Leone, a cada paso que daba, se enfurecía un poco más, pues el camino era largo y, al parecer, se dirigía a un lugar que poco después de su compromiso con la segunda reina, su ahora emperatriz, había sido declarado abandonado y no había recibido ningún subsidio desde entonces; y eso había ocurrido un año y medio atrás.

Y sí, tal como el emperador lo sospechó, el palacio de anémonas era el lugar al que fue dirigido por su primera esposa, una que no logró ser emperatriz por ser de un reino extranjero, y porque pareció odiarlo tanto en su primera noche que el monarca decidió dejarla en paz el resto de su vida.

Sin embargo, él no había sabido su paradero.

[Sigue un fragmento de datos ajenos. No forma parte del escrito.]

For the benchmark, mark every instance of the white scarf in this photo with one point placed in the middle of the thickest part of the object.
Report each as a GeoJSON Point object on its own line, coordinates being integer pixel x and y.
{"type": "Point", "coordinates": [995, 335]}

Recordaba claramente haber pedido que se hicieran cargo de ella, y luego no se interesó más ya que pensó que la habían colocado en un buen palacio y seguía teniendo una vida digna de una princesa.

Se equivocó, y estaba molesto por ello.

Tras ingresar al palacio de anémonas comprobó lo abandonado que estaba: el jardín marchito y basuriento, además de que la mayoría de los ventanales estaban rotos y todos, sin excepción, estaban sucios de mucho tiempo.

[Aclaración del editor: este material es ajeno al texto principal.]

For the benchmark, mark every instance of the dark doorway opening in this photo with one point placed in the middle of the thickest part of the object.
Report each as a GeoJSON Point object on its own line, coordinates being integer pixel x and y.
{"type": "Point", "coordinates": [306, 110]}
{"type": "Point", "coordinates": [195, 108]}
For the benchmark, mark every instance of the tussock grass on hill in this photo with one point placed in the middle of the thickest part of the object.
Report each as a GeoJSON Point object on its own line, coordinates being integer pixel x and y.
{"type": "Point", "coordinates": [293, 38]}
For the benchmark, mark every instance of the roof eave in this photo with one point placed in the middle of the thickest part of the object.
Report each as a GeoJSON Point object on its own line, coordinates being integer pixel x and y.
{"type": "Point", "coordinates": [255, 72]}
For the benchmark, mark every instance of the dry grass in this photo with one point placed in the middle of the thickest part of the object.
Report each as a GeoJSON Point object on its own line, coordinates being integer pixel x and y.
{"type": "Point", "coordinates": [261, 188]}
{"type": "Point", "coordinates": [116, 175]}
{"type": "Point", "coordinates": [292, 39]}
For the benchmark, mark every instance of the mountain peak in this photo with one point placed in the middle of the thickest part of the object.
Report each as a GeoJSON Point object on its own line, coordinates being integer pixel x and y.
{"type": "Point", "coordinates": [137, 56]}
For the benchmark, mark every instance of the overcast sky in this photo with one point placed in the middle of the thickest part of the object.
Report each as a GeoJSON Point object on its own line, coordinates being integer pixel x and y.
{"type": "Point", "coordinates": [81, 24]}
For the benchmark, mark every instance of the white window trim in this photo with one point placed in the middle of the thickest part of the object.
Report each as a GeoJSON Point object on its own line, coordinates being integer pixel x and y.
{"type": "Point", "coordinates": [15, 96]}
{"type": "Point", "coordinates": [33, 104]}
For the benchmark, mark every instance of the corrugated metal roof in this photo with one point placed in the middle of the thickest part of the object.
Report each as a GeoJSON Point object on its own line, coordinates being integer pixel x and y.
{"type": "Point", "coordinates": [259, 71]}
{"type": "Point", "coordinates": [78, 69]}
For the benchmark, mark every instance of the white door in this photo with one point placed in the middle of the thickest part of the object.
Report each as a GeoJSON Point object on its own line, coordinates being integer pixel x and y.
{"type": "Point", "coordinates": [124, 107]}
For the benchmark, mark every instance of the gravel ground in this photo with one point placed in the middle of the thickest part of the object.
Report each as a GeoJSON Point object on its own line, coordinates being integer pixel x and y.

En el palacio no había sirviente alguno, y estaba incluso sin muebles o decoraciones, lo que era raro porque, aunque los palacios se abandonaran, eran propiedad del imperio, además de que contenían valiosísimos recuerdos, por lo tanto, debían permanecer intactos, pero incluso las joyas de los pilares habían sido arrancadas.

«¿Cómo es que ella vivía en tan deplorable lugar?» Esa era una pregunta que no le podía hacer, pues la mujer que ignoraba las escaleras y corría a los cuartos de servicio, unos que no se veían tan mal como el resto del palacio, pero que seguían siendo indignos de la realeza, no parecía tener intenciones de detenerse a explicar nada.

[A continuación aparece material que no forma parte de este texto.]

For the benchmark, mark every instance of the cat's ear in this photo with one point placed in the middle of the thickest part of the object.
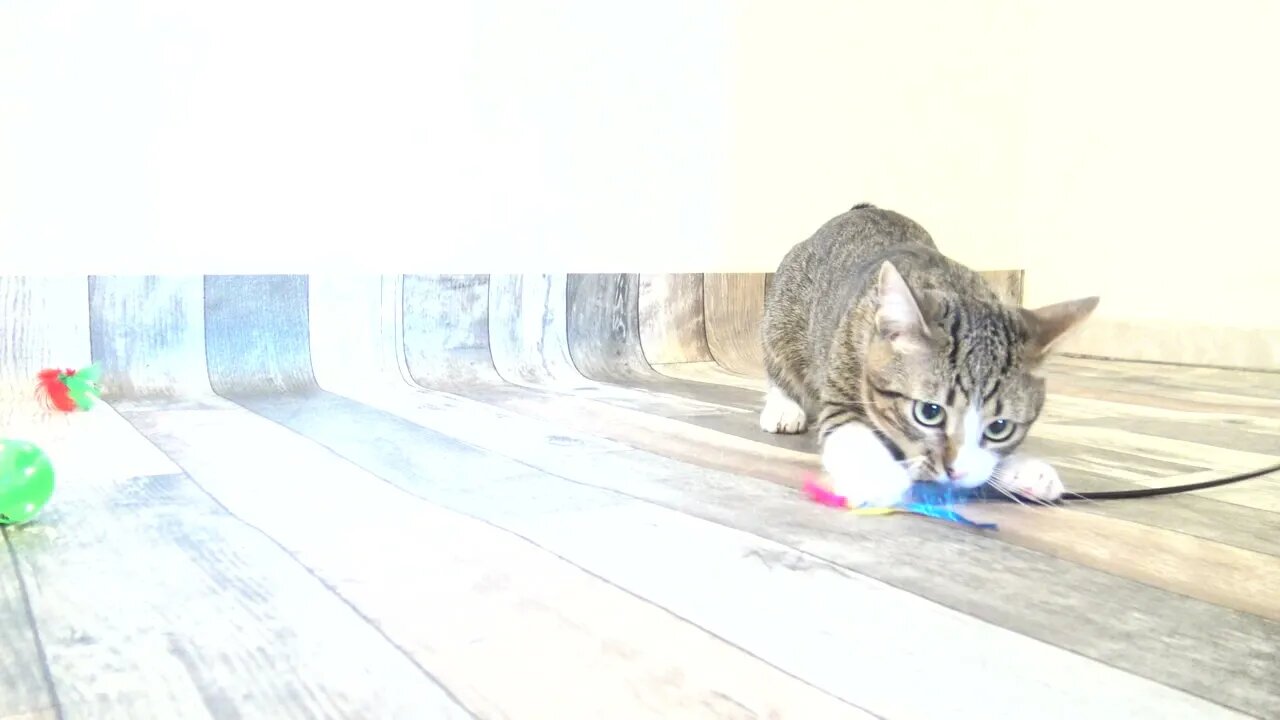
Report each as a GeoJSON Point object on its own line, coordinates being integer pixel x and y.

Samia abrió con prisa la primera habitación de los cuartos de sirvientes y, al ver a su única dama hincada junto a la cama de su hijo, sintió un tremendo alivio.

A decir verdad, cuando ella despertó, Ría no estaba, pues, como todas las mañanas, había salido a buscar el desayuno para los tres; y cuando su niño comenzó a convulsionar no pudo hacer más que salir corriendo, desesperada.

Leone entró a la habitación y al ver a un pequeñito de su misma tez y mismo color de cabello, algo le comenzó a presionar el pecho con fuerza.

—Su majestad —saludó una mucama que no conocía, y que no se encontraba en mejor estado que la primera reina.

Ambas se mostraban demacradas y, hasta cierto punto, sucias. No había diferencia entre esa mucama plebeya y la primera reina, y eso le molestó mucho más al emperador.

—¿Qué edad tiene el niño? —preguntó el hombre sin corresponder al saludo de una simple plebeya, una que definitivamente no debía estar en ese lugar.

—Un año con seis meses, su majestad —respondió Samia, tomando en brazos al pequeño que solo jadeaba, pues ya no tenía fuerzas ni de respirar.

Ni siquiera necesitó hacer cuentas, porque el niño era su vivo retrato, además de que estaba seguro de que Samia había sido una doncella cuando llegó a él.

—¿Cuál es su nombre? —preguntó él, sospechando algo que el corazón de Samia sabía y que se negaba a aceptar, por eso había corrido a buscar algo que había estado segura no obtendría, pero que gracias al cielo sí obtuvo.

—No tiene uno —respondió la madre del pequeño—, usted jamás vino a darle uno. Él es mi bebé.

Leone respiró profundo y se arrepintió al instante. Ese lugar hedía a podredumbre.

—Su nombre será Leonel —respondió el emperador, de la nada, usando ese nombre que había planeado para su primer hijo ese que, según él, nacería unos meses después del vientre de su segunda esposa, la emperatriz de ese imperio.

Samia miró a su esposo con asombro, nombrar a su hijo significaba que lo reconocía, así que no lo podía creer pues, desde que ella había llegado a ese lugar, él solo permitió que todos la trataran mal y le hicieran mucho daño.

Iba a agradecer, pues era un honor recibir semejante bondad, pero al sentir que el peso de su niño se hacía mayor, lo miró con angustia para descubrir que el pequeño no estaba respirando ya.

El pequeño Leonel, primer príncipe del imperio Cenzalino, reconocido por el emperador Leone II, a sus dieciocho meses de edad, sin haber sido cargado por su padre jamás, murió en brazos de una madre que, aunque hizo todo lo que pudo para protegerlo, no logró hacerlo.